First awarded to girls in England in 2008, then 11 years later to boys, the introduction has been extremely successful.
Professor Peter Sasieni, one of the researchers at King’s College London, said “the effects have been enormous” and it is “just the tip of the iceberg” as many generations to come will receive the vaccine and their risk of developing HPV. to fall ill, significantly lower.
Dr. Vanessa Saliba, consultant epidemiologist for the UK health authority, says the results 13 years after the vaccination was introduced were “remarkable” and showed that vaccination “saves lives by drastically reducing the rate of cervical cancer in women”.
Almost all cervical cancers are caused by a virus, so vaccination is an extremely effective way to prevent it from developing.
Cervical cancer is the fourth most common cancer in women worldwide, killing more than 300,000 people each year.
About nine in ten of these deaths are women from low- or middle-income countries with limited access to cervical cancer screening. It is hoped that over 100 countries will start using the vaccine now, the world could soon be cervical cancer free if vaccinations keep increasing.
How effective is the HPV vaccine?
The first real-world data shows the HPV vaccine is 87 percent effective in reducing cancer cases, a report published by the Lancet shows.
A study funded by Cancer Research UK, found that the cervical cancer rate in women who received the vaccine between the ages of 12 and 13, who are now in their twenties, was nearly 90 percent lower than an unvaccinated population.

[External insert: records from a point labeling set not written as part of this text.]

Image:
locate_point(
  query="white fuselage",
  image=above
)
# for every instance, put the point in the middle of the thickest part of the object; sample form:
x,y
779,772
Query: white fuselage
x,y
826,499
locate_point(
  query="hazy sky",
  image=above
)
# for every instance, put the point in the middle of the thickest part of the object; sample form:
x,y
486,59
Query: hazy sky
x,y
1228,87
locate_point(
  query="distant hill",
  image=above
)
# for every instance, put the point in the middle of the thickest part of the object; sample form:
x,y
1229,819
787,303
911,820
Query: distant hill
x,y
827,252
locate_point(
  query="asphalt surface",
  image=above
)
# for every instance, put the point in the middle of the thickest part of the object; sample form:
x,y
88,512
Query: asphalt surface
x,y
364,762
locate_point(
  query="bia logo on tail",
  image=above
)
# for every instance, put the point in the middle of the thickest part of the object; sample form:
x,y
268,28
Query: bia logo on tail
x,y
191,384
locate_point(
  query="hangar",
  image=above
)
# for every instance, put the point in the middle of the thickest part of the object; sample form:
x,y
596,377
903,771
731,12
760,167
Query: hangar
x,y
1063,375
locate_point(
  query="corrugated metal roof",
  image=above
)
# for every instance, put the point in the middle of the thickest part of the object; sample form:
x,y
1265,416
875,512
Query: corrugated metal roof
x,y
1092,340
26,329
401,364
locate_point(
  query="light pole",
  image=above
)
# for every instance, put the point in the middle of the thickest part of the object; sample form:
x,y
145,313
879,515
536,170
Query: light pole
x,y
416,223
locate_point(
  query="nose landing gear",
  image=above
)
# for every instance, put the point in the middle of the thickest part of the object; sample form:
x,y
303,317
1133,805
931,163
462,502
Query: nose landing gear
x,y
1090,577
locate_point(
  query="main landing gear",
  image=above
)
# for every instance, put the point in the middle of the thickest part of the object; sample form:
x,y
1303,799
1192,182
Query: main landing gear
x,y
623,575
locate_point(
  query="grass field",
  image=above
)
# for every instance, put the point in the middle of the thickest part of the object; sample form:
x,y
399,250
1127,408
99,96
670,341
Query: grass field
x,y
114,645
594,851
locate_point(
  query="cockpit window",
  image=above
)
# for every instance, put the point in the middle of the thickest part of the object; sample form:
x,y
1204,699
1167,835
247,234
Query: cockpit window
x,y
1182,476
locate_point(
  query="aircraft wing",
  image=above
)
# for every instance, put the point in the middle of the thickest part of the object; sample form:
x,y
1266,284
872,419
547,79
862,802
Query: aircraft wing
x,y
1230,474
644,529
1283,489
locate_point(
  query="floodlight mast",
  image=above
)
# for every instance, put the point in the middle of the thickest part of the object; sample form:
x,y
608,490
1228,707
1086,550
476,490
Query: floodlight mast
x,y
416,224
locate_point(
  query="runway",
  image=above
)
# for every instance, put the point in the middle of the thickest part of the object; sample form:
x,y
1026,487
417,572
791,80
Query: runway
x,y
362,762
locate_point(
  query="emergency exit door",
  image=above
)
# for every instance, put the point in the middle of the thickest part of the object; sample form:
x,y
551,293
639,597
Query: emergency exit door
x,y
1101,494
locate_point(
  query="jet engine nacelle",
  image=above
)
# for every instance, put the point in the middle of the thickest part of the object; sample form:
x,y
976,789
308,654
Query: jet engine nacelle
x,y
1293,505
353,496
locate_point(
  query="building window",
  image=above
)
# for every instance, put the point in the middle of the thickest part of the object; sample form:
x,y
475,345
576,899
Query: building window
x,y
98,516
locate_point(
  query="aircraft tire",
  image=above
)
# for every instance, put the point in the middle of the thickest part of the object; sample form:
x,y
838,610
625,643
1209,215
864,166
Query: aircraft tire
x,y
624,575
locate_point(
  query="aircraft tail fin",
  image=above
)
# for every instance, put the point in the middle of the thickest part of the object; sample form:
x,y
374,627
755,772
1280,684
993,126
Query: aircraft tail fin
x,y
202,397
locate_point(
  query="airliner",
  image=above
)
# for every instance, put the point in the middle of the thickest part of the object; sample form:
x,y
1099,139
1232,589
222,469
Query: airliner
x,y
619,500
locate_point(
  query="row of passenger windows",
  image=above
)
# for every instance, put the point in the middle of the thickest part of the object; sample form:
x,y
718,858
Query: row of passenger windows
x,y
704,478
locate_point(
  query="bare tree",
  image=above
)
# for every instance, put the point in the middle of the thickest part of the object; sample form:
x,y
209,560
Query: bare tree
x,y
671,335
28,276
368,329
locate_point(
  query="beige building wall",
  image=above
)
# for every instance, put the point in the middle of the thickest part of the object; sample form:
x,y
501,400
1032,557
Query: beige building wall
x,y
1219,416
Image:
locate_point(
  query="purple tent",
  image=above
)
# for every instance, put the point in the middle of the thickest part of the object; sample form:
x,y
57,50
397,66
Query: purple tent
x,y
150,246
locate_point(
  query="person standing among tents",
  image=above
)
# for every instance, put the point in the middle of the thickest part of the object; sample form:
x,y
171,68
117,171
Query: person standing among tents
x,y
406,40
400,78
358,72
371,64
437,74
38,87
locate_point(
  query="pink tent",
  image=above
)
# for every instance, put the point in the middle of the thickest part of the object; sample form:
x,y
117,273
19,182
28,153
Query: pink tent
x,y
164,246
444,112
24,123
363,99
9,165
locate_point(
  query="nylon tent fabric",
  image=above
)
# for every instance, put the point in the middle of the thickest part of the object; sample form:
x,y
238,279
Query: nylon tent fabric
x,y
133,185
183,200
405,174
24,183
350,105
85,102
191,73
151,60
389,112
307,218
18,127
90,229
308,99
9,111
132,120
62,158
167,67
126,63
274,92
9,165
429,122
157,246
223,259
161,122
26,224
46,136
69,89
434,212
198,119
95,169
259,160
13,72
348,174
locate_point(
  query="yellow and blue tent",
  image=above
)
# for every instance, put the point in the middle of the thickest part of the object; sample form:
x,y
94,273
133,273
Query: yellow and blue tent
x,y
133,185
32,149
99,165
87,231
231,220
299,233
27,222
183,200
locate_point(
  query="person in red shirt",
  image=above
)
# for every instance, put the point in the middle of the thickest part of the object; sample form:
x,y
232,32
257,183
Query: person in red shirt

It’s hard to overestimate the importance of this NHS vaccination program. The sting has saved thousands of girls and boys from death and has the potential to save millions of lives around the world.
However, the question arises as to whether a midlife booster is needed. There are over 100 types of HPV that can also cause cancers of the mouth and throat, and the current vaccine only vaccinates against two of them.
When was the HPV vaccine launched in the UK?
The vaccine was given to girls in September 2008, which means the first people to receive the vaccine are now 25 or 26 years old.
Why do boys get the HPV vaccine?
HPV not only causes cancer in the cervix, but can also be found in the mouth, throat, penis, and anus. This is how boys also receive a dose of the vaccine.
Boys got the HPV vaccine in 2019 after fighting by health groups.
When do I get the HPV vaccine?
According to the NHS England, girls and boys will be offered their first dose of HPV vaccine between the ages of 12 and 13 when they are in 8th grade of school. The second dose is given six to 24 months after the first.